Katsuya Tomita - Dans les marges

Communauté. Ce motif revient sans cesse à nous et se loge dans de nombreux films montrés ces dernières semaines. Il est encore question de cela dans l’œuvre du cinéaste japonais Katsuya Tomita, dont nous montrons les quatre premiers longs métrages. Chauffeur routier et ouvrier, Tomita tourne avec ses amis durant les week-ends et les quelques congés annuels qu’il obtient.

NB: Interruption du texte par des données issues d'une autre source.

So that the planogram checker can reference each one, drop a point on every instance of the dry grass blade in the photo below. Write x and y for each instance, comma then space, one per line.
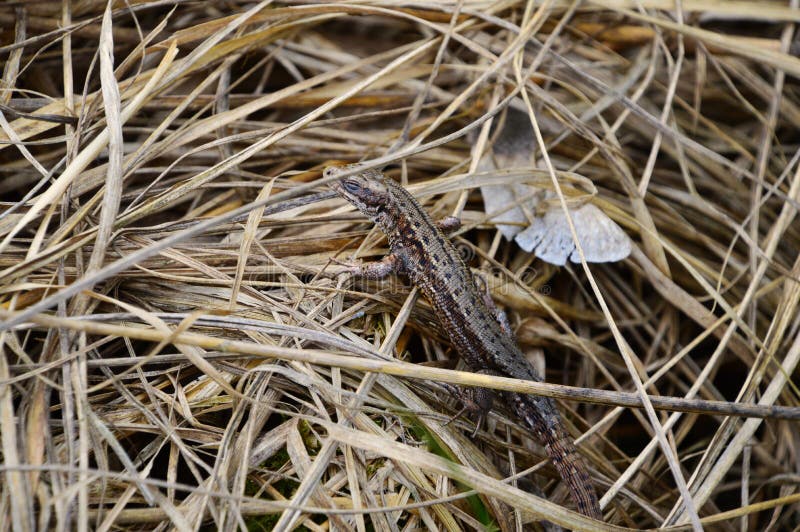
177, 349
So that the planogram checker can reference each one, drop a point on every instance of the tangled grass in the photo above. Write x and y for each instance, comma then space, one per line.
178, 350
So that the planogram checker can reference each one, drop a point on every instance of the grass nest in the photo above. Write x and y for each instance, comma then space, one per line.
180, 351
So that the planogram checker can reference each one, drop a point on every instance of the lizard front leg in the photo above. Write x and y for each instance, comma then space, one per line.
391, 263
448, 224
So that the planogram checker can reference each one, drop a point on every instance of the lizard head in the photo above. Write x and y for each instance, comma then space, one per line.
367, 190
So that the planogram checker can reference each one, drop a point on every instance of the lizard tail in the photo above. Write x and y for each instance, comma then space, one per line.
540, 414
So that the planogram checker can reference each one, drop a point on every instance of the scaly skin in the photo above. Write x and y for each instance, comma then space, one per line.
420, 250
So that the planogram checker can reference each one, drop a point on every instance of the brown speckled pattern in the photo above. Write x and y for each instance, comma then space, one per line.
433, 264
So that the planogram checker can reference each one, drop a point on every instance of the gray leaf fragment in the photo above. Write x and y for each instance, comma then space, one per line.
550, 239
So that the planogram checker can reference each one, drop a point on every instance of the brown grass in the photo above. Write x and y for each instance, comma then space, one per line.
178, 351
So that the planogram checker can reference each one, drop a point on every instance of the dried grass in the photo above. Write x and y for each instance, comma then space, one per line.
178, 352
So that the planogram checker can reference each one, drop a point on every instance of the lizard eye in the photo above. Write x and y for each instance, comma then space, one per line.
352, 187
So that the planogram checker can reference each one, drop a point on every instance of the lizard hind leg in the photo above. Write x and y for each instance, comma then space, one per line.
476, 402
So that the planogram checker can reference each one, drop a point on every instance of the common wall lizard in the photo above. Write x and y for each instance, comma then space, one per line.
420, 250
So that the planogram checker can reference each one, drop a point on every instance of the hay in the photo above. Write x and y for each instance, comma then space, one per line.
179, 351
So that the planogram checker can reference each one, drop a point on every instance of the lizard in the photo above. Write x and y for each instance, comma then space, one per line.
420, 250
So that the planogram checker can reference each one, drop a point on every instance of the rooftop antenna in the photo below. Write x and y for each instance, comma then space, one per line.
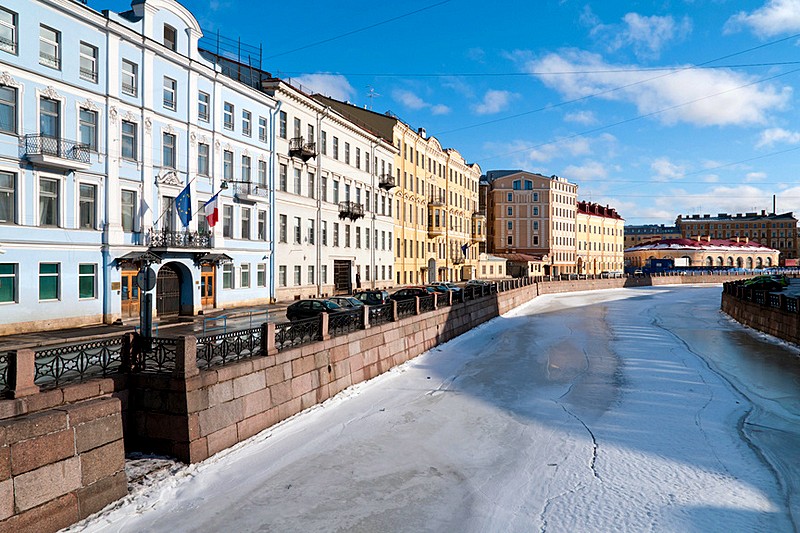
372, 94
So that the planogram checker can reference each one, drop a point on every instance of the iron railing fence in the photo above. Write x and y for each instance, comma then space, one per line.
56, 366
215, 350
289, 334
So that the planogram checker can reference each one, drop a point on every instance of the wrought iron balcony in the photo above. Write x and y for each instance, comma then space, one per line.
299, 148
178, 239
386, 181
351, 210
56, 152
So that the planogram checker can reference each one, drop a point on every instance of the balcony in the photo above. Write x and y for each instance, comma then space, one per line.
57, 153
351, 210
250, 192
386, 182
299, 148
178, 239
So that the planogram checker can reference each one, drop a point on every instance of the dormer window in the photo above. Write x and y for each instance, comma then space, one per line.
170, 37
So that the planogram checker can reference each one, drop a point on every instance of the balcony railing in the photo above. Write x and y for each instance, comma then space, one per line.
53, 151
299, 148
351, 210
178, 239
386, 181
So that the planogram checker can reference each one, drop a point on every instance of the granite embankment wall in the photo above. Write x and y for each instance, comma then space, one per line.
62, 451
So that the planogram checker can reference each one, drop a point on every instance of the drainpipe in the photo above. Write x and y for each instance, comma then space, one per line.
273, 209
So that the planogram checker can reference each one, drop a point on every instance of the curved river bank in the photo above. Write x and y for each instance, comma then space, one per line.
627, 410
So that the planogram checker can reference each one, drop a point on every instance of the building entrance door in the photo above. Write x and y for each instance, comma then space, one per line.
342, 276
207, 280
168, 292
129, 293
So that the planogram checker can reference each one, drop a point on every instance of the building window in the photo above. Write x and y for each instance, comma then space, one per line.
282, 230
203, 159
129, 141
49, 47
48, 202
227, 165
227, 221
246, 168
282, 124
88, 62
170, 93
86, 206
246, 223
227, 276
227, 115
88, 128
8, 31
50, 119
170, 37
129, 77
49, 281
203, 106
261, 275
262, 225
8, 109
244, 275
8, 282
128, 204
262, 129
168, 150
87, 281
247, 123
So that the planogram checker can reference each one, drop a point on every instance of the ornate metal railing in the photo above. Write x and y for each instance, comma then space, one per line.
406, 307
345, 322
426, 303
380, 314
54, 146
178, 239
221, 349
154, 354
289, 334
55, 366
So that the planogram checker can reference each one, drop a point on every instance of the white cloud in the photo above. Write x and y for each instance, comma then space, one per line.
701, 97
773, 18
581, 117
494, 101
665, 170
774, 135
333, 85
412, 101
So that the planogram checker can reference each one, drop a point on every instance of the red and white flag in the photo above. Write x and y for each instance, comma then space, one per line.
211, 211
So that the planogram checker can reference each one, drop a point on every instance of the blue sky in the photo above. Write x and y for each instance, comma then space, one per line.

En découlent des tournages-films-fleuves où le temps se déploie, fidèle à la vie. Tomita récolte les désirs de ses acteurs, change en continu le scénario, incorpore des événements récents dans le cadre. Caméra en main, il se balade sur les lieux de ses décors en amont du tournage, accumulant ainsi déjà de la matière. Le cinéma donc comme possibilité collective de prolonger le réel. Ses fictions-documentaires sont également hors limites tant elles embrassent larges les transformations et mouvements du Japon ou de la Thaïlande. Dans Above the Clouds (2003), tourné en 8mm, Chikén est rejoint par ses amis à sa sortie de prison mais goûte peu à sa liberté car une promesse qu’il avait faite, non-tenue, l’obsède. Dans Off Highway 20 (2007), la banalité du quotidien d’Hisachi entre les clubs de karaoké, les salles de pachinko et les centres commerciaux discount raconte un certain Japon rural. Saudade (2011) dépeint le visage mélancolique d’une mondialisation dans laquelle les damnés s’entre-déchirent. Bangkok Nites (2016), ce ne sont ni plus ni moins que trois heures de désordre amoureux et de rage silencieuse.